Doctors Riding Tandem Around The World Face Off With Bear And Knife-Wielding Robber
When describing the size of a Russian brown bear, Encyclopaedia Britannica uses the term "exceptionally large" -- weighing in at around 360kg.
With this in mind, you can imagine the concern of Lloyd Collier and Louis Snellgrove when on the side of the road they were cycling down on a tandem bike, a "big brown mass" in the distance suddenly stood up on its hind legs.
"Honestly, it was easily one of the best and worst, scariest moments of my life," Collier said.
On Thursday, the two Aussie-based British doctors finished a nine month cycling adventure -- to break a Guinness World Record and raise funds for neurology research.
Upon crossing the finish line in Adelaide on Thursday -- where they had set off 283 days earlier -- they reflected on their tandem trials and tribulations.
Enter, enormous bear.
"We came to a halt about 10 metres in front of it and he stares at us and we stare at him, and it felt like four hours but it was more like four seconds, and we just completely froze."
Thankfully, the grizzly took little interest in the duo and shuffled back into the treeline, not far from Russia's Lake Baikal.
"We were so scared after we saw it we didn't have the courage to pitch up our tent, we slept in the trans-Siberian railway station.
We told the guard and he didn't show any emotion at all. It was like 'you're cycling through Siberia at dusk, of course, you saw a bear'," Collier told 10 daily.
Collier and Snellgrove are emergency doctors working at Townsville Hospital and no, they weren't on a tandem bike in the middle of the Siberian wilderness for nothing.
The duo wanted to break the world record for the fastest circumnavigation of the globe on a tandem bike -- in what Snellgrove described as an "old-school adventure".
"It sounds mental doesn't it," Collier said about pedaling 29,000 kilometres through 24 countries in 283 days.
And it turned out there were a few 'mental' moments.
The bear wasn't the only obstacle. At one point, the bike carrying them from east to west froze in the Siberian cold.
The trip's low point came after setting up camp in Mongolia's Gobi Desert in September, the men were robbed at knife point by a passing motorist.
"I was standing nearest him and he started thrusting the knife at me to show me what he'd do if we didn't give him any money," Collier recalled.
After handing over a collection of their smaller notes, the men decided they had to move, fearful the thief might return during the night.
"It was probably the worst 24 hours of the trip. It's moments like that I thought about my uncle and what he went through," he said.
Collier's uncle became paralysed after a work accident.
"Uncle Alun was put in a wheelchair when he was 29, which is how old I am now.
I watched this man who I adored achieving more whilst in a wheelchair than most full-bodied people achieve in a lifetime and it had a massive impact on me." he said.
He said thinking about his uncle gave him the strength to finish to race despite the knifepoint robbing and bear confrontation.

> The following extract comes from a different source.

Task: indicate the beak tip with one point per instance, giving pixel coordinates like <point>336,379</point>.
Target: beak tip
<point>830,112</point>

"This was easily the toughest thing I've ever had to do but it's nothing compared to being told at the age of 29 that you'll never walk again," Collier said.
The doctor duo were remarkably chipper and bright-eyed for men who had spent the better half of the past year sleeping in a tent, living out of four bags of essentials, and cycling through monsoon rains and into headwinds.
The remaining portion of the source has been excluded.